Dual regression consists of two consecutive linear regression models. In the first step, the 10 template networks (and 10 additional nuisance networks described by Smith et al., 2009 to control for artefacts) are used in a spatial regression model to extract the session-specific mean time course of each network. These 20 individualized template time courses are then used in a temporal regression model to describe the time course for each voxel as a linear, weighted combination of these template time courses. This results in three-dimensional maps (one per network) containing the regression coefficient (the relative contribution) of each voxel to that specific network.
No additional corrections for physiological functions (heart rate and respiration) were performed. Changes in physiological functions are directly related to the pharmacodynamics of the drug challenges and are often concentration dependent. Template-based dual regression analysis has previously been found to be robust to physiologic noise (Khalili-Mahani et al., 2013).
Subject-level analysis
Following dual regression, a voxel-wise comparison throughout the entire brain was performed for the 10 template networks per subject to determine the linear relationship between the relative change on the subjective measure (clusters perception, relaxation and dysphoria) and the change in connectivity with each network, using the FSL function “randomize.” Baseline measurements were included in this analysis.
Group-level analysis
The resulting estimates were analyzed per network and subjective effect. For the group-level analysis, a one sample group-mean test with Monte Carlo permutation testing of 10,000 random sign-flips of individual estimates was used (as implemented in randomize, see Nichols and Holmes, 2002). A corrected p-value smaller than 0.005 (corrected for 10 networks of interest), following threshold-free cluster enhancement (Smith and Nichols, 2009), was considered statistically significant.
Extracting information on structural location and function
The location of each identified cluster was described using the Harvard–Oxford cortical and subcortical structural atlases (Desikan et al., 2006).
Results
Data sets
Data from a total of 36 healthy male volunteers were included in the analysis. For each treatment (ethanol, morphine, THC and ketamine), data from 12 subjects were available for evaluation. The subjects who received ethanol and morphine were the same (both were included in the data set by Khalili-Mahani et al., 2012). Due to differences in study designs, the study days for ketamine treatment included five scan sessions, the study days for ethanol and morphine included seven scan sessions, and the study days for THC included eight scan sessions. Data from one scan session of one subject receiving ketamine were missing due to adverse events. The total number of scan sessions used for evaluation was therefore 323.
Subjective effects
An overview of the responses on the visual analogue scales is presented in Table 1. The items within the relaxation profile are bidirectional (two different subjective states at the extremes). Subjects were instructed that a normal resting condition would be somewhere halfway between the two extreme subjective states, in line with the original publication of the scales (Norris, 1971), which means the theoretical zero point for these scales is at 50 mm. In contrast, the items within the perception and dysphoria profiles are unidirectional (one subjective state, ranging from “not at all” to “extremely”), resulting in a theoretical zero point of 0 mm. Administration of ketamine resulted in the largest change in all profiles of subjective effects. The induced changes that were seen were smallest for ethanol, followed by morphine, and substantially larger for THC.
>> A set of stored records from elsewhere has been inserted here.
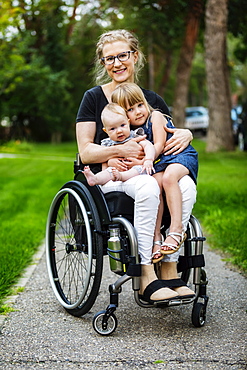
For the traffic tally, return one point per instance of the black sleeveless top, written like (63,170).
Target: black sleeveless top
(94,101)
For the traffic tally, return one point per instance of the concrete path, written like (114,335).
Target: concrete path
(41,335)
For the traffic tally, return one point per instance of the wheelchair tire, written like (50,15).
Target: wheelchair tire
(74,251)
(110,325)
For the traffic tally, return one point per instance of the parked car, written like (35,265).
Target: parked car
(196,119)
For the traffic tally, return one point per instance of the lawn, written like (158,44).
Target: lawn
(29,183)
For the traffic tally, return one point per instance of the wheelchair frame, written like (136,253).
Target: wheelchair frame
(77,235)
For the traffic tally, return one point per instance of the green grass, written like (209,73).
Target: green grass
(27,186)
(29,183)
(222,202)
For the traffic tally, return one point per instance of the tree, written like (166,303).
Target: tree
(185,61)
(220,134)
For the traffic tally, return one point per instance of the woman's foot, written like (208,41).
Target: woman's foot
(172,243)
(168,271)
(90,176)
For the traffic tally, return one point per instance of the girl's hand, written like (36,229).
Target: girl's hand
(148,166)
(178,142)
(134,161)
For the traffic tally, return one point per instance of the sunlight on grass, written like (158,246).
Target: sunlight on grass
(29,184)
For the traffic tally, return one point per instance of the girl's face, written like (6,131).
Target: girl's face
(117,127)
(120,71)
(137,114)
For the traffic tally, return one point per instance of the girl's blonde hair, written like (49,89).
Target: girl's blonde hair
(128,94)
(101,75)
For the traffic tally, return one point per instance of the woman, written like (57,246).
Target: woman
(118,60)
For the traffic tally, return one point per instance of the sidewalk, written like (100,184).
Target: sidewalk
(40,334)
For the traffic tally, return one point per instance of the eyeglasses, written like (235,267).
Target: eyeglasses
(122,57)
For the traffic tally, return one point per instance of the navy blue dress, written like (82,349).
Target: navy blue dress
(188,157)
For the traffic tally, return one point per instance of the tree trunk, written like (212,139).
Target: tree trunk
(220,134)
(185,62)
(150,62)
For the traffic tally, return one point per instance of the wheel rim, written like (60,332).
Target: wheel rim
(111,324)
(69,262)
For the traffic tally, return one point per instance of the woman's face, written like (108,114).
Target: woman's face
(120,71)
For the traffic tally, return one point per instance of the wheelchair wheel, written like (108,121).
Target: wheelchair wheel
(74,250)
(107,327)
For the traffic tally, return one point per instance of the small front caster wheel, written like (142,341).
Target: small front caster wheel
(104,325)
(198,314)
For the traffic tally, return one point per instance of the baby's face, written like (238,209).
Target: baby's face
(117,127)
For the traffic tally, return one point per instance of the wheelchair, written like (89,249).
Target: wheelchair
(83,225)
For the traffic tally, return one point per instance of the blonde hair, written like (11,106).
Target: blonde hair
(101,75)
(113,108)
(128,94)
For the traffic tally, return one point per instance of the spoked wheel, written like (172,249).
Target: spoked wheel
(198,314)
(103,325)
(74,250)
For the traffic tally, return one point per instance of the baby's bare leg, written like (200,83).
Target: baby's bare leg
(125,175)
(100,178)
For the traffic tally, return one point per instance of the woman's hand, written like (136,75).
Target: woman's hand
(178,142)
(119,163)
(148,166)
(131,148)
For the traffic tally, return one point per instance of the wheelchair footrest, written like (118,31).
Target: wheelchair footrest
(134,270)
(188,262)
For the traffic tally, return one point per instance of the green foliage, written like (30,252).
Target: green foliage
(222,202)
(47,53)
(27,187)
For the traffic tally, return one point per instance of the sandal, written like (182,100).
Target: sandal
(155,260)
(173,247)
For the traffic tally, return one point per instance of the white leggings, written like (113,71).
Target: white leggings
(145,191)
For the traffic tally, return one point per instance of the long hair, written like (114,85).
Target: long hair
(101,75)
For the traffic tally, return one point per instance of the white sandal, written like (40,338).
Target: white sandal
(173,247)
Overview of Maximum Subjective Effects as Measured Using Visual Analogue Scales (Mean ± SD)
Statistically significant difference from placebo (p < 0.05 in paired t-test).
Cluster of correlation
The connectivity between one cluster (MNI coordinates maximum (6, −28, 46); size 456 mm3; primarily posterior cingulate and precentral gyrus) and the sensorimotor network correlated significantly with the subjective effects of perception across all treatments (Fig. 1). As shown in the upper panel of Figure 1, the spatial location of the cluster remained constrained to the posterior cingulate gyrus and the precentral gyrus, also when a more liberal p-value of 0.05 was used as threshold as shown in the panel below.

Overview of significant cluster within MNI-152 standard space (blue area: sensorimotor connectivity network; red-yellow area describes cluster). MNI, Montreal Neurological Institute.
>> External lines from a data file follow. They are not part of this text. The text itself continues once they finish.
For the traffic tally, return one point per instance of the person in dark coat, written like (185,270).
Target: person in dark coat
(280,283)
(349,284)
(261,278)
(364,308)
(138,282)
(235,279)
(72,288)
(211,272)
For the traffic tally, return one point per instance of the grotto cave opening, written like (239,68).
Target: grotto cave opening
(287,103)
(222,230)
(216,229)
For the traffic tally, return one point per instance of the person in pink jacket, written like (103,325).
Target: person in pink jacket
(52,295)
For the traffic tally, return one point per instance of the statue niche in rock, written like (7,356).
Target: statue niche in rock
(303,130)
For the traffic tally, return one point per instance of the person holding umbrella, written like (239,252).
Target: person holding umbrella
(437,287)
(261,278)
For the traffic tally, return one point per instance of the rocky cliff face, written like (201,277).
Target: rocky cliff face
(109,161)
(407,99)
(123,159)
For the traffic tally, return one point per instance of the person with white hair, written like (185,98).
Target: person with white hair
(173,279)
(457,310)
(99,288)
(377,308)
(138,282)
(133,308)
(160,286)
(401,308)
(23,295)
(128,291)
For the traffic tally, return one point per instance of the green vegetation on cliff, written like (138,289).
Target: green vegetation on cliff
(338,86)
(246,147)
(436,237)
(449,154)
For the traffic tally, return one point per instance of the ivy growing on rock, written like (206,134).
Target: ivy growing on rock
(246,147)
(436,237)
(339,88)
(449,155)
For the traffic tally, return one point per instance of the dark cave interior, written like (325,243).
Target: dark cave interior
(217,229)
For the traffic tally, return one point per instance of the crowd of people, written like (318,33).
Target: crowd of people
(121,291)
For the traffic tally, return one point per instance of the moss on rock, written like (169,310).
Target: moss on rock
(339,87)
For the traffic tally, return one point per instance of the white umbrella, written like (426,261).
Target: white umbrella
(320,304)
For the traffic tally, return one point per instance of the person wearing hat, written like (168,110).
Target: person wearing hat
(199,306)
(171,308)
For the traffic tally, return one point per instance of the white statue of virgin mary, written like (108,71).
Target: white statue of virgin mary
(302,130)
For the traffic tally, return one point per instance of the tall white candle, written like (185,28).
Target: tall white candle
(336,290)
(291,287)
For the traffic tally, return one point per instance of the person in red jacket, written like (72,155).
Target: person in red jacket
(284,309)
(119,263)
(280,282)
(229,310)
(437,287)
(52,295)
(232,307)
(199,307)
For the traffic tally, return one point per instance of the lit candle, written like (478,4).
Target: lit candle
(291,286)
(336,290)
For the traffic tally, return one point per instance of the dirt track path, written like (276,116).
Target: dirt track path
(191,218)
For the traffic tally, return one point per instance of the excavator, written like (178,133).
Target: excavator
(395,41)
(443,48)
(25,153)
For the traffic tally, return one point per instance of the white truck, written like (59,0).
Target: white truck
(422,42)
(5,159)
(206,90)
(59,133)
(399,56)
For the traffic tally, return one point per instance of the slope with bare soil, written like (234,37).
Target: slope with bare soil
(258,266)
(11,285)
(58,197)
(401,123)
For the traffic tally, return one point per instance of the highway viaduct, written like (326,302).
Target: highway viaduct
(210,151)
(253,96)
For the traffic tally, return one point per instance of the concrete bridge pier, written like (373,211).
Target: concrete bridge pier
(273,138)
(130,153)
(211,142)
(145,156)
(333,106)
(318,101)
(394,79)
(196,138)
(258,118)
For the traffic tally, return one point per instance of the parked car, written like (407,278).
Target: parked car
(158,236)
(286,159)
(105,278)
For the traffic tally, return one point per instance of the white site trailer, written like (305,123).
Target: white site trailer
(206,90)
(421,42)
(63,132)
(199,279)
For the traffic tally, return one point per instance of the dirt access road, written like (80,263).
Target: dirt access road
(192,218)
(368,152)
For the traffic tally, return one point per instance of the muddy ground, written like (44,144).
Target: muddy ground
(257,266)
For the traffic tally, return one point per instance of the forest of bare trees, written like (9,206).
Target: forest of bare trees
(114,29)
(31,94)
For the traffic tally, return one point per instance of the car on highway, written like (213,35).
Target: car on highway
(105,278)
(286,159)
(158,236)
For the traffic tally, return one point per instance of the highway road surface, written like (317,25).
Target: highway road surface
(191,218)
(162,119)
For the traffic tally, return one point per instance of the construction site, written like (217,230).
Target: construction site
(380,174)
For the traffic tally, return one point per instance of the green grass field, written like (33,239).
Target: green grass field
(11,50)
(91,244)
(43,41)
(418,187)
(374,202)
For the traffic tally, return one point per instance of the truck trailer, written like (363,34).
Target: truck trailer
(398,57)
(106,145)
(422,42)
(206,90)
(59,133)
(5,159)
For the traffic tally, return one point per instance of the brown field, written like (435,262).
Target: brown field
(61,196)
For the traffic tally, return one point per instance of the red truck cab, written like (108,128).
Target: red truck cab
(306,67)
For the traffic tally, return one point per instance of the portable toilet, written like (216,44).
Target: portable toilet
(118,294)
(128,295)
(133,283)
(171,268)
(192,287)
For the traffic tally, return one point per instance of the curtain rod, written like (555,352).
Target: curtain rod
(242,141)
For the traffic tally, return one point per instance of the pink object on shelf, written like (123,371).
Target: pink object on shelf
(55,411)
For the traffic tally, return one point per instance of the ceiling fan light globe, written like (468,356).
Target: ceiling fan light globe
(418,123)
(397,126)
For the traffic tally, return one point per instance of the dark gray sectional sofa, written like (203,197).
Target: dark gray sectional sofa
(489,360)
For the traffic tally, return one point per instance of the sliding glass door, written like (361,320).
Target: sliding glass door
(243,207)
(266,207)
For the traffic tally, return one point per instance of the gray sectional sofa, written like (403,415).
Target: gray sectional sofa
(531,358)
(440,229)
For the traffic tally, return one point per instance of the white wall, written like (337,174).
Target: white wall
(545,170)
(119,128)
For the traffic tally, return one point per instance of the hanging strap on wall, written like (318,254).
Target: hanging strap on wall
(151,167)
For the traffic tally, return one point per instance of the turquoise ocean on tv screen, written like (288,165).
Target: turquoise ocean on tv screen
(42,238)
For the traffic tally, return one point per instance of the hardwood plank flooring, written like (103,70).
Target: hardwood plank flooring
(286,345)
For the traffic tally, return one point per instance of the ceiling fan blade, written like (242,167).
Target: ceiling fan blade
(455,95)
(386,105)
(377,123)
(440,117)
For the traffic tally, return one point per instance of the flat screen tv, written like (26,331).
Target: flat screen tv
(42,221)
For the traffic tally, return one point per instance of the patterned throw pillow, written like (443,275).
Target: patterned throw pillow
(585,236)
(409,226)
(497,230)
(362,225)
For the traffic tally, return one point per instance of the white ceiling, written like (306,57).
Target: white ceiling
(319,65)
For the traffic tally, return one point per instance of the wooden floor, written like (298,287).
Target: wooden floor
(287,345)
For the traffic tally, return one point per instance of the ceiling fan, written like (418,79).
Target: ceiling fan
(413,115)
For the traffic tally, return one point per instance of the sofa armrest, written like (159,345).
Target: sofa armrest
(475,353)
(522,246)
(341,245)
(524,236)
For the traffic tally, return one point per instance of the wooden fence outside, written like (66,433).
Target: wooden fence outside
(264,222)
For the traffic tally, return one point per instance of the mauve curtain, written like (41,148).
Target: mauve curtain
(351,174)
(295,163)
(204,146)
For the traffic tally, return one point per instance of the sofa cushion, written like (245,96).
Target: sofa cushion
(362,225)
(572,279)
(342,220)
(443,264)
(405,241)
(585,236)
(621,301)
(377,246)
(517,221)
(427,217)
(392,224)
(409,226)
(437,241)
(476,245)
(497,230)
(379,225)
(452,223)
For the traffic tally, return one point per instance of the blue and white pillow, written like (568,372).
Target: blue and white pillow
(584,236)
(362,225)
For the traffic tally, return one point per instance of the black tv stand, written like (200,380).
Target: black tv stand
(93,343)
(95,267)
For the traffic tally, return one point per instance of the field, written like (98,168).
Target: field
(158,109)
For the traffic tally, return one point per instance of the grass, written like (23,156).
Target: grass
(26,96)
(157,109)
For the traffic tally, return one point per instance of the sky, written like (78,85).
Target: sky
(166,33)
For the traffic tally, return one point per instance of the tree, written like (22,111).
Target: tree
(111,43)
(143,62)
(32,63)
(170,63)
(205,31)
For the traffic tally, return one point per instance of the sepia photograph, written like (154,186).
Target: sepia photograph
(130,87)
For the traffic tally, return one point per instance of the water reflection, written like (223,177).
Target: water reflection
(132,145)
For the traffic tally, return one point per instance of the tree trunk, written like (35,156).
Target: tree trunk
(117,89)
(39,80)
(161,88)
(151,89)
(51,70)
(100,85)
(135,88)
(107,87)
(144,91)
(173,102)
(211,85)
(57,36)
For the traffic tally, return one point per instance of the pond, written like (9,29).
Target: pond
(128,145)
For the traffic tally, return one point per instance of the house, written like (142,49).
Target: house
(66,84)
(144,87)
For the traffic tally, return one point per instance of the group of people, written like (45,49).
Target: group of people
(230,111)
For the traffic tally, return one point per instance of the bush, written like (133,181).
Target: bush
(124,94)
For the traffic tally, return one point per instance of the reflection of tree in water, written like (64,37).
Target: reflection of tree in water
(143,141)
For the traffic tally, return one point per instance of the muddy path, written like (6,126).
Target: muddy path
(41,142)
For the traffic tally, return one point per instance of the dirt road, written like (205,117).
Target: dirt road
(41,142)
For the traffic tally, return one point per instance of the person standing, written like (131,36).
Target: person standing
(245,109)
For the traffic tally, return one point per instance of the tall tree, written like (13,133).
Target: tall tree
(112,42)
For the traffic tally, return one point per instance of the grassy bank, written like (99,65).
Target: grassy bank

For the subjective effects of relaxation and dysphoria, no clusters with significant correlation were identified. Figure 2 presents an overview of the average correlation between the sensorimotor network connectivity and subjective effects within the significant cluster, divided by treatment. The figure also includes the nonsignificant relationships with relaxation and dysphoria, to illustrate the specificity of the association for perception.

Average correlation of connectivity between the sensorimotor network and subjective effects within the identified cluster, divided by treatment. (Boxes represent the 25th and 75th percentile, the band inside the box, the median, and the whiskers represent the highest/lowest value within 1.5 times the interquartile range; dots represent outliers; p-values are based on a Wilcoxon signed-rank test).
Discussion
A positive correlation, for four different drugs, was found between changes in the functional connectivity and specific subjective psychomimetic effects. Across compounds, the connectivity between a cluster located in the posterior cingulate cortex and the precentral gyrus and sensorimotor network was associated with changes in perception.
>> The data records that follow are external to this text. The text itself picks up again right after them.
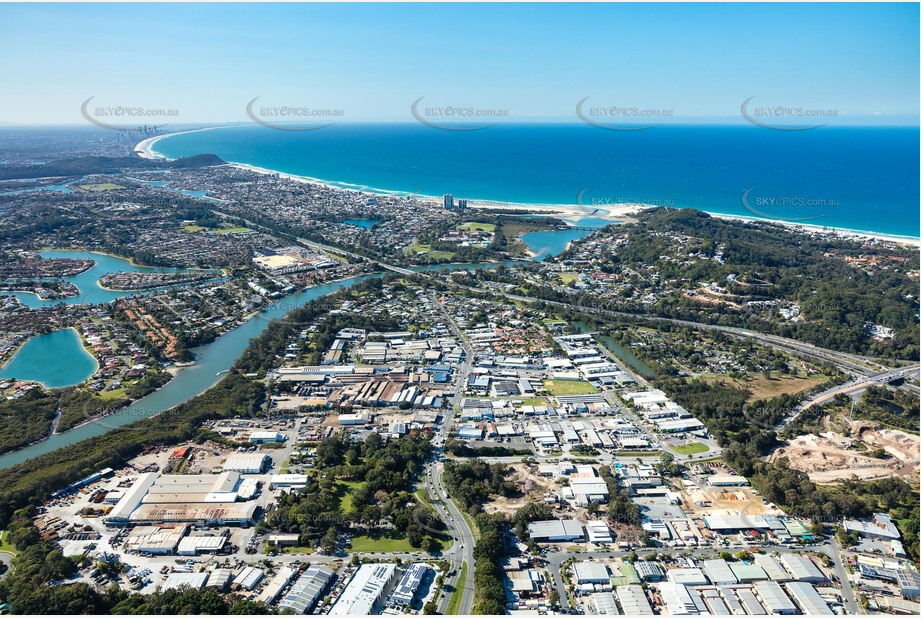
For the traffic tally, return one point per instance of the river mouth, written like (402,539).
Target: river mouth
(211,362)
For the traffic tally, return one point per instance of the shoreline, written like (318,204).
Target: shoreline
(571,213)
(42,384)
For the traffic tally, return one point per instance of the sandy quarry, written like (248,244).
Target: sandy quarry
(831,456)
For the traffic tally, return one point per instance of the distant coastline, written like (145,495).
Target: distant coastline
(571,213)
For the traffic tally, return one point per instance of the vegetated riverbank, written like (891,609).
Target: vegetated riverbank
(234,395)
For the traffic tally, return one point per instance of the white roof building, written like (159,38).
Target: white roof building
(809,601)
(633,601)
(307,590)
(248,463)
(677,599)
(249,578)
(687,577)
(364,592)
(773,598)
(604,603)
(192,580)
(802,568)
(718,572)
(591,573)
(554,530)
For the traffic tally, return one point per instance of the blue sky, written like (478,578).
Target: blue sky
(536,61)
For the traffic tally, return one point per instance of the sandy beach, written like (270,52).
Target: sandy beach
(571,213)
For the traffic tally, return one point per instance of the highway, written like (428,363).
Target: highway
(849,363)
(879,379)
(460,529)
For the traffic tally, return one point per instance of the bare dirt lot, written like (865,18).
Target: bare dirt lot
(534,488)
(830,456)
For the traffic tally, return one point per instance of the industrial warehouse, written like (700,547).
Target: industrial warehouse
(202,499)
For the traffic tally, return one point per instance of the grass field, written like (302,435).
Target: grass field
(382,542)
(109,395)
(454,603)
(344,492)
(778,384)
(568,278)
(427,251)
(477,226)
(105,186)
(691,448)
(569,387)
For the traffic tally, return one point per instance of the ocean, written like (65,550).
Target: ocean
(854,178)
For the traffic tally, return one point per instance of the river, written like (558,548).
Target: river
(88,281)
(211,360)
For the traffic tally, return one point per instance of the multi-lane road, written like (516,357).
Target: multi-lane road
(462,551)
(856,385)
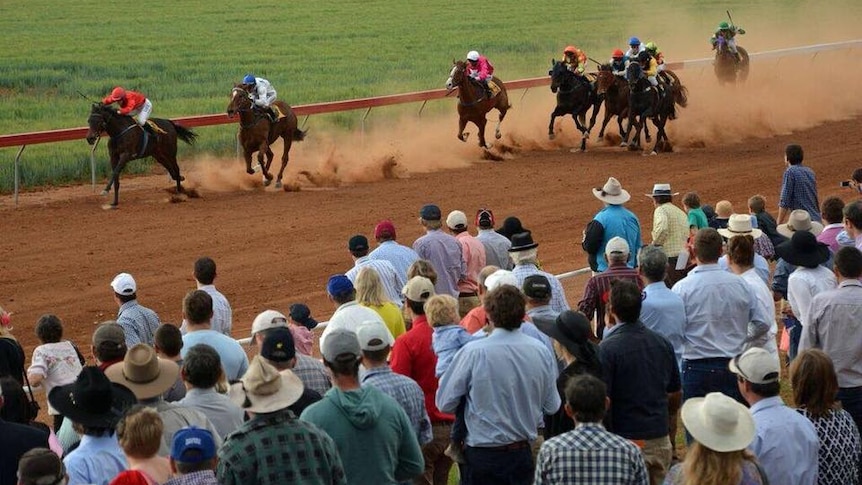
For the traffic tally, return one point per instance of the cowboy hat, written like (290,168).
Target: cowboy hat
(740,225)
(92,400)
(799,220)
(143,372)
(263,389)
(612,193)
(718,422)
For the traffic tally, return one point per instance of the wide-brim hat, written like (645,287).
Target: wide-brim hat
(612,193)
(718,422)
(92,400)
(144,373)
(740,225)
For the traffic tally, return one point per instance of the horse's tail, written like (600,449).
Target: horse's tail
(185,134)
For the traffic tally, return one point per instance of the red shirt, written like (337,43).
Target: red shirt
(413,357)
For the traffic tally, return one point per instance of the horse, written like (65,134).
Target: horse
(474,103)
(257,131)
(573,98)
(129,142)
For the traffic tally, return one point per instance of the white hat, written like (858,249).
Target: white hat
(124,284)
(267,320)
(617,245)
(456,219)
(718,422)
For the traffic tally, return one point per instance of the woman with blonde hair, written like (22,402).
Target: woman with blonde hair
(722,430)
(370,293)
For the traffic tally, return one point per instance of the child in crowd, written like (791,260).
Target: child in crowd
(56,362)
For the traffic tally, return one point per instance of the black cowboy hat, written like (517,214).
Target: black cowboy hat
(803,249)
(92,400)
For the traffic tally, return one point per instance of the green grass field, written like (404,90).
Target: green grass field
(186,55)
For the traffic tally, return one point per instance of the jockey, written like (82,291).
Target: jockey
(262,93)
(132,103)
(480,69)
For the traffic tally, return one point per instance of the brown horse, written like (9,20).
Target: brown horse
(129,142)
(257,131)
(474,103)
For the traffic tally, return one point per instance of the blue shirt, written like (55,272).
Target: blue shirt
(233,357)
(97,460)
(663,312)
(785,443)
(509,380)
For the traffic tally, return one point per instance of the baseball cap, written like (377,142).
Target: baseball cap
(430,212)
(617,245)
(278,345)
(756,366)
(193,439)
(268,319)
(124,284)
(419,289)
(339,344)
(339,285)
(456,220)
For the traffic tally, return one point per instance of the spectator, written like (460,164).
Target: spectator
(599,285)
(442,250)
(798,186)
(833,327)
(349,314)
(589,454)
(496,245)
(201,371)
(307,455)
(95,405)
(722,430)
(613,220)
(392,283)
(41,466)
(400,256)
(642,378)
(413,356)
(310,371)
(139,323)
(56,362)
(140,434)
(193,458)
(478,371)
(785,443)
(169,346)
(375,439)
(814,387)
(662,310)
(148,377)
(198,312)
(721,318)
(833,214)
(279,351)
(205,275)
(473,252)
(405,391)
(571,333)
(669,229)
(524,254)
(370,294)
We hypothesized that the subjective effects would be associated with changes in connectivity within the default-mode network. Although the posterior cingulate cortex has a role in the default-mode network (Garrity et al., 2007; van Lutterveld et al., 2014; Orliac et al., 2013; Tang et al., 2013; Whitfield-Gabrieli et al., 2009), the relationship between perception and the posterior cingulate cortex in the current analysis was seen within the sensorimotor network. This might be explained because the current analysis examined 10 different networks at the same time, including internetwork connectivity, whereas the previous studies specifically examined the default-mode network and did not look at other connectivity networks.
The cingulate cortex plays a role in the integration and processing of sensory, motor, cognitive, and emotional information (Bush et al., 2000). The identified cluster is located in the area of the cingulate cortex that is functionally described as the visuospatial evaluative region and is involved in the evaluation of the relevance of visual and auditory stimuli (Vogt et al., 1992).
The main functional role of the precentral gyrus is in motor function, but it has also been associated with auditory hallucinations (Diederen et al., 2010; Jardri et al., 2011). Intrinsic connectivity within the precentral gyrus was previously associated with psychomimetic effects of ketamine, which the authors hypothesized to be a result of abnormal sensory processing (Driesen et al., 2013). It is therefore not surprising that these areas are related to psychomimetic changes in perception, which are the result of disruptions in the evaluation of external stimuli. The current analysis demonstrates that these changes are shared by four different pharmacological challenges. Administration of ketamine was previously associated with an increased activation in the precentral gyrus (Daumann et al., 2010; Driesen et al., 2013).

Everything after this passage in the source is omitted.